Retinal Disease Detection using Optical Coherence Tomography and Deep Neural Networks

The healthy macula of a 24 year old male (cross-section view). This image is released to Wikimedia with patient consent. Imaged in-vivo with an Optovue iVue Spectral Domain Optical Coherence Tomographer (SD-OCT) at the office of Drs.
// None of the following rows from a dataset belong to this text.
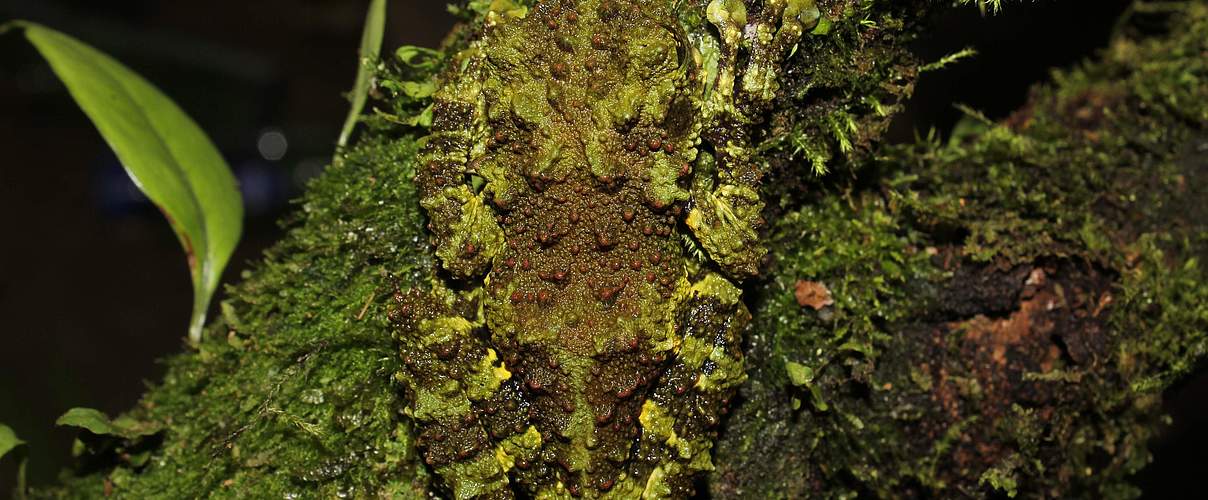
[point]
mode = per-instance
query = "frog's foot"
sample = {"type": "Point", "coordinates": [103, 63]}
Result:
{"type": "Point", "coordinates": [448, 368]}
{"type": "Point", "coordinates": [465, 231]}
{"type": "Point", "coordinates": [680, 417]}
{"type": "Point", "coordinates": [726, 224]}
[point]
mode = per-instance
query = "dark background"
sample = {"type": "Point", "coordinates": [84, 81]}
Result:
{"type": "Point", "coordinates": [93, 285]}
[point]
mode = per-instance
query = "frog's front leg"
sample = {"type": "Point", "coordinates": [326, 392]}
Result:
{"type": "Point", "coordinates": [463, 226]}
{"type": "Point", "coordinates": [679, 418]}
{"type": "Point", "coordinates": [449, 370]}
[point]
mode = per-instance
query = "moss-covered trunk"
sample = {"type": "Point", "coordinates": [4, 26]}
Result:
{"type": "Point", "coordinates": [1000, 312]}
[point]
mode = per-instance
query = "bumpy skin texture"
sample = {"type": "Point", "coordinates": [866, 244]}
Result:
{"type": "Point", "coordinates": [578, 150]}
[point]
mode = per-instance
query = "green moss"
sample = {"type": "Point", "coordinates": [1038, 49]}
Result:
{"type": "Point", "coordinates": [940, 368]}
{"type": "Point", "coordinates": [1043, 286]}
{"type": "Point", "coordinates": [291, 390]}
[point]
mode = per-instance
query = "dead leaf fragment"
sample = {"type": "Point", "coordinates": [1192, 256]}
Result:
{"type": "Point", "coordinates": [812, 294]}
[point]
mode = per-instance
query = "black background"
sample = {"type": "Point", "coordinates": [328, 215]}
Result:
{"type": "Point", "coordinates": [93, 285]}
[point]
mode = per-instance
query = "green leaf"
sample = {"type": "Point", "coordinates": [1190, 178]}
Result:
{"type": "Point", "coordinates": [371, 46]}
{"type": "Point", "coordinates": [9, 442]}
{"type": "Point", "coordinates": [163, 151]}
{"type": "Point", "coordinates": [99, 424]}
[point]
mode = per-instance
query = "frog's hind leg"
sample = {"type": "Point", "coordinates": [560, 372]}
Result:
{"type": "Point", "coordinates": [448, 368]}
{"type": "Point", "coordinates": [680, 417]}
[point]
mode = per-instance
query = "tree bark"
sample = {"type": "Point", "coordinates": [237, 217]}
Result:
{"type": "Point", "coordinates": [994, 314]}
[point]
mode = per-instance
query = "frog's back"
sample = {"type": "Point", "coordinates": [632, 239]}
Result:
{"type": "Point", "coordinates": [558, 168]}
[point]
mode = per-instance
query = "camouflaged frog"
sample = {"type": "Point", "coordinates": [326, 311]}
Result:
{"type": "Point", "coordinates": [591, 196]}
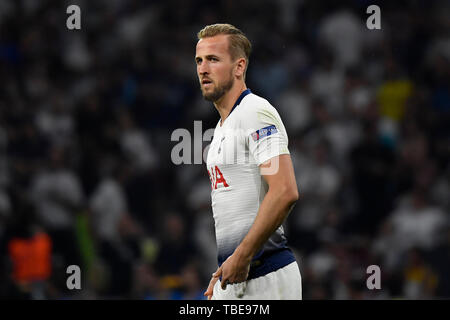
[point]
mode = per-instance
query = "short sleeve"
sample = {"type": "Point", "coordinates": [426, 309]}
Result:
{"type": "Point", "coordinates": [265, 132]}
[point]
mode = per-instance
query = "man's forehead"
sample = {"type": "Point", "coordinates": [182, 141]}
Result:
{"type": "Point", "coordinates": [217, 43]}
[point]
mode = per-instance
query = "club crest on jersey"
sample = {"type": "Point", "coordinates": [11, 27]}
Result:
{"type": "Point", "coordinates": [216, 177]}
{"type": "Point", "coordinates": [264, 132]}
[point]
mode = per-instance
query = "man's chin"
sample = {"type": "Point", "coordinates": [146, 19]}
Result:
{"type": "Point", "coordinates": [211, 96]}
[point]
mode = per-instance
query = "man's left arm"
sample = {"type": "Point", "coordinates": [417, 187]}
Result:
{"type": "Point", "coordinates": [276, 205]}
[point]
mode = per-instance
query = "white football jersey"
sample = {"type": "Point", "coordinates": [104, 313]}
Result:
{"type": "Point", "coordinates": [251, 134]}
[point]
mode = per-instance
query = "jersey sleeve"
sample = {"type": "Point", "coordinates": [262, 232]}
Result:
{"type": "Point", "coordinates": [265, 133]}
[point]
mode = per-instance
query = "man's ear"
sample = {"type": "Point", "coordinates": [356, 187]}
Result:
{"type": "Point", "coordinates": [241, 64]}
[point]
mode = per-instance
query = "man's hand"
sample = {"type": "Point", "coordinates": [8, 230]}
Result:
{"type": "Point", "coordinates": [234, 270]}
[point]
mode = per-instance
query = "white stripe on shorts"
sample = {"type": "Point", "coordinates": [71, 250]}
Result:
{"type": "Point", "coordinates": [282, 284]}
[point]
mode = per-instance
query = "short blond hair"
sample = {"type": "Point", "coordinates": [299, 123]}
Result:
{"type": "Point", "coordinates": [239, 45]}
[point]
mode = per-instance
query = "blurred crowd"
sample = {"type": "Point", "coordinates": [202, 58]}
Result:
{"type": "Point", "coordinates": [86, 118]}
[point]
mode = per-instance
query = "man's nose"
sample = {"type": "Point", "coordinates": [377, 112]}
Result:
{"type": "Point", "coordinates": [203, 68]}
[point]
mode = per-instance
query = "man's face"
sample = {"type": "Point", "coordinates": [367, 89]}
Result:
{"type": "Point", "coordinates": [214, 67]}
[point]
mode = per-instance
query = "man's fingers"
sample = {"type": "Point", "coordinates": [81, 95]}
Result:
{"type": "Point", "coordinates": [215, 276]}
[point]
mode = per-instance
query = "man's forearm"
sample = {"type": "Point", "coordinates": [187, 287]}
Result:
{"type": "Point", "coordinates": [274, 209]}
Harry Wiessner, Steven Davis, Daniel Wiessner, and Eric Wiessner in Walla Walla, WA, USA.

Web App: RetinaVision AI

Overview
Model Architecture
Training Details
Dataset Information
Model Performance
Model Input and Output
Model limitations
Model Versioning
Dependencies
References
Authors and Contributors
License
Usage Guidelines
Release Date
Additional Notes

Overview

This project aims to develop a deep learning model for the detection of retinal diseases from Optical Coherence Tomography (OCT) images. Optical Coherence Tomography is a non-invasive imaging technique used for high-resolution cross-sectional imaging of the retina. Early detection of retinal diseases such as age-related macular degeneration, diabetic retinopathy, and glaucoma is crucial for timely intervention and treatment.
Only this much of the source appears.